Republicans who have used the debt ceiling votes as useful leverage are playing a dangerous game. And it’s gotten more dangerous over time because repeated rounds of chicken have emboldened some to doubt that hitting the ceiling causes a crisis. This is very irresponsible. As most members of Congress profess to understand, Treasuries are seen around the world as the closest thing to a risk-free investment, and investor confidence that the United States will pay its debts not only provides a safe harbor for investors; it is also the basis for a wide range of other transactions. A blow to that confidence would have far-reaching economic consequences for the central role of the United States in strengthening the global financial system.

A functioning government cannot debate whether to pay its bills, and Biden has rightly insisted that there can be no price for raising the debt ceiling. But there is a difference between talking about the federal debt and talking about the debt ceiling. Congress has an obligation to pay what is already owed, but the president and congressional Republicans should spend more time talking to each other about the scale of future borrowing.

Given the popularity of the programs that account for the vast majority of federal spending, the most sensible way for the United States to reduce its reliance on borrowed money is primarily by raising taxes.

Still, Democrats may also have to accept that, having failed to get rid of the debt ceiling last year, a future deal with this Republican House will also require some spending cuts.
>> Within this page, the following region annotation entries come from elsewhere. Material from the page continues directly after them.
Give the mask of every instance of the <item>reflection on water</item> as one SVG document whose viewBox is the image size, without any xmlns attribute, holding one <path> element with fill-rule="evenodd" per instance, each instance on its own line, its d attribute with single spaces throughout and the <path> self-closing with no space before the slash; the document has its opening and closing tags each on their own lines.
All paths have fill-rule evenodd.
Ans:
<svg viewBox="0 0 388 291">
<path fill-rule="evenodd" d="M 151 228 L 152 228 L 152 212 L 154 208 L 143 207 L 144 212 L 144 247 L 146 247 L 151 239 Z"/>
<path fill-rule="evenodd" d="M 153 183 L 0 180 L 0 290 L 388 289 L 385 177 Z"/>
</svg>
Democrats could have voted to remove the debt ceiling between the fall elections and January, when Republicans took control of the House, or they could have voted to provide the government with sufficient borrowing capacity until the next congressional election in 2024. Instead, they chose this confrontation. . Last fall, Biden called proposals to remove the debt ceiling “irresponsible.” Other Democrats seemed to enjoy the politics of a fight. Now they face the consequences, which will most likely include the partial reversal of legislative victories won during Biden’s first two years.

If another opportunity arises, perhaps the Democrats will learn their lesson.

There are sensible alternatives. Senator Mitch McConnell of Kentucky, the minority leader, proposed in 2011 that Congress empower the president to raise the debt ceiling. A group of Democratic senators inserted legislation to that effect this year. Under the plan, a two-thirds vote in both chambers could still block a raise.

Abolition would be even more expedient. Congress could simply authorize the government to borrow the funds necessary to make any payments that Congress has separately authorized.

In fact, some Democratic and liberal groups argue that the administration could get rid of the debt ceiling unilaterally, for example, by issuing special types of bonds or even minting a single valuable coin. The legality of such measures is uncertain, the consequences unclear.

Administration officials have also reportedly discussed whether the president could claim the debt ceiling is unconstitutional because the 14th Amendment requires the government to meet its financial obligations to creditors. This could remove the debt ceiling, but the potential for a court fight and financial volatility are significant.

Treasury Secretary Janet Yellen put it well when she said in 2021 that it would be a crisis simply for the United States to be in a position where it is faced with a choice between such experiments and default. She reiterated Sunday that “there are no good options” if Congress doesn’t act. “We shouldn’t get to the point where we have to consider whether the president can continue issuing debt,” she said. saying. “This would be a constitutional crisis.”

There is still time for Congress to act before the United States is faced with those kinds of fateful decisions.